Vorlage für "Top Gun" waren auch homoerotische Nacktbilder
Hollywood-Erfolgsproduzent Jerry Bruckheimer streitet ab, dass bewusst homoerotische Subtexte gesetzt wurden. Auch Autor Jack Epps Jr. gab zu Protokoll, dass er sofort verstehe, wie man auf die Idee komme, dass die Dialoge doppeldeutig sein sollen, es ihm beim Schreiben aber nie in den Sinn kam. Doch dem 2012 verstorbenen Regisseur Tony Scott war sehr bewusst, was er da macht. Denn er holte sich seine Inspiration direkt aus der Gay-Community – wenn auch mit anderen Hintergedanken.

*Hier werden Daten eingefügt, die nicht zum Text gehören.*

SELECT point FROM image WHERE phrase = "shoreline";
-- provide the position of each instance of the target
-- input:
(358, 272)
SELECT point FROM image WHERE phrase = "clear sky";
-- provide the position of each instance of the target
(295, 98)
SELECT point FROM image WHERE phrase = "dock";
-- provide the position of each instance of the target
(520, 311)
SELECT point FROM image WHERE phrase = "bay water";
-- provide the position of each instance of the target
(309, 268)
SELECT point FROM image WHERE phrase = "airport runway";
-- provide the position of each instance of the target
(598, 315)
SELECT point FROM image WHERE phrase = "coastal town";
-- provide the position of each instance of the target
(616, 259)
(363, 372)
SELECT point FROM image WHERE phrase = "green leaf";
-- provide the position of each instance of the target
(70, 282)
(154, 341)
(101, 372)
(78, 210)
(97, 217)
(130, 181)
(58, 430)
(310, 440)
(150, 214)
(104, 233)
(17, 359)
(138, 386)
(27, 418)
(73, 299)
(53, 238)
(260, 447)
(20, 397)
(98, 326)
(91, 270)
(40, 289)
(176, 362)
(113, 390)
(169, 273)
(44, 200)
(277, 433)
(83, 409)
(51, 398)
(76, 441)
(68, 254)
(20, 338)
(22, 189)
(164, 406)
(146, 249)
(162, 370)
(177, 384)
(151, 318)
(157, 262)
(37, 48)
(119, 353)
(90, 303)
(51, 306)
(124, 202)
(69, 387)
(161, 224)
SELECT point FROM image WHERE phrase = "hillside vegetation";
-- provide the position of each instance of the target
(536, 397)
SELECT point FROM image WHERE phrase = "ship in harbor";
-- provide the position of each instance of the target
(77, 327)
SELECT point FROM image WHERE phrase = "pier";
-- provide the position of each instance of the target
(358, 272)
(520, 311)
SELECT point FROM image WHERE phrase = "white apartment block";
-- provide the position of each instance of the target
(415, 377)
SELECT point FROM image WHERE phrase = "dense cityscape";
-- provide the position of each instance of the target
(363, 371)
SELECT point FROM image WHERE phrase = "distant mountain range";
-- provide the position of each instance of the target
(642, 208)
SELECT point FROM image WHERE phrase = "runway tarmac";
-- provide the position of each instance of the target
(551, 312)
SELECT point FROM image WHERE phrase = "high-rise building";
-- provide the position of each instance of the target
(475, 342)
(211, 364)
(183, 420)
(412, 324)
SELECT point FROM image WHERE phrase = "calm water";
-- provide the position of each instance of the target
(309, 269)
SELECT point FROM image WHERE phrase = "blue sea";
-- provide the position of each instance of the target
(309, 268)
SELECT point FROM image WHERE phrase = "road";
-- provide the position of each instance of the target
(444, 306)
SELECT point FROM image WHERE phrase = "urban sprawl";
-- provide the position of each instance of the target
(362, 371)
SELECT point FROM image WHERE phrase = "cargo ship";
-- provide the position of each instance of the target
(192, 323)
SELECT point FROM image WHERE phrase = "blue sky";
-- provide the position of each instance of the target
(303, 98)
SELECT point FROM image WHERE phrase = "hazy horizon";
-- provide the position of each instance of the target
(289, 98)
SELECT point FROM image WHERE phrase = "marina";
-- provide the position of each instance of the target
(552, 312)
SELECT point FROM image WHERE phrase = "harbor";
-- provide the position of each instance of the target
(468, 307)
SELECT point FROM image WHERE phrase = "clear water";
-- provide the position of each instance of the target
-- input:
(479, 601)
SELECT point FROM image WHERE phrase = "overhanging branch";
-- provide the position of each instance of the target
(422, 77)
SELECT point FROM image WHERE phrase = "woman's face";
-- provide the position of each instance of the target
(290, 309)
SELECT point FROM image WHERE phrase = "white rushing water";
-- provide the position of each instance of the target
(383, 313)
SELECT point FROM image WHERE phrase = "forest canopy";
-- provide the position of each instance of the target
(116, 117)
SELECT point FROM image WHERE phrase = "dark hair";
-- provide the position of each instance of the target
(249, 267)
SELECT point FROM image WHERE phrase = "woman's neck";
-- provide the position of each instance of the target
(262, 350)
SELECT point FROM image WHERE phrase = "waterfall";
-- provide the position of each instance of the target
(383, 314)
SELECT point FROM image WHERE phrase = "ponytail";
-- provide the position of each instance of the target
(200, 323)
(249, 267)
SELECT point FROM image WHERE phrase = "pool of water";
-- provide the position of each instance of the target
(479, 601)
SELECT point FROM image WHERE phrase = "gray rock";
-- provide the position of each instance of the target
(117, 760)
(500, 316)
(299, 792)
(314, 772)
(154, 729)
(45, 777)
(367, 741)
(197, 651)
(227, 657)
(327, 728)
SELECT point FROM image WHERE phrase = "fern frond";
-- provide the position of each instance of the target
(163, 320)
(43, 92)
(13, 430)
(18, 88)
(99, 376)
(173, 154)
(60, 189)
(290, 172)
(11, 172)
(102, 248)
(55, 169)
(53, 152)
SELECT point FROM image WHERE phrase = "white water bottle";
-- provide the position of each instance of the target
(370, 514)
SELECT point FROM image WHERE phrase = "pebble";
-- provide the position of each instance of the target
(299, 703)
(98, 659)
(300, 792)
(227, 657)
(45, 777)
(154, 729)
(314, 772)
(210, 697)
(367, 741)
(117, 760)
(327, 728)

Der aus der Werbung kommende Scott studierte hunderte Bilder leicht bekleideter Männer des heute aufgrund diverser Belästigungsvorwürfe umstrittenen Fotografen Bruce Weber. Ihm war klar, dass er diese Ästhetik in seinem Film haben wollte. Er wollte nackte, männliche Oberkörper ähnlich in Szene setzen wie Weber. Er verpasste Cruise und Co. sogar Frisuren, wie sie dessen Models trugen.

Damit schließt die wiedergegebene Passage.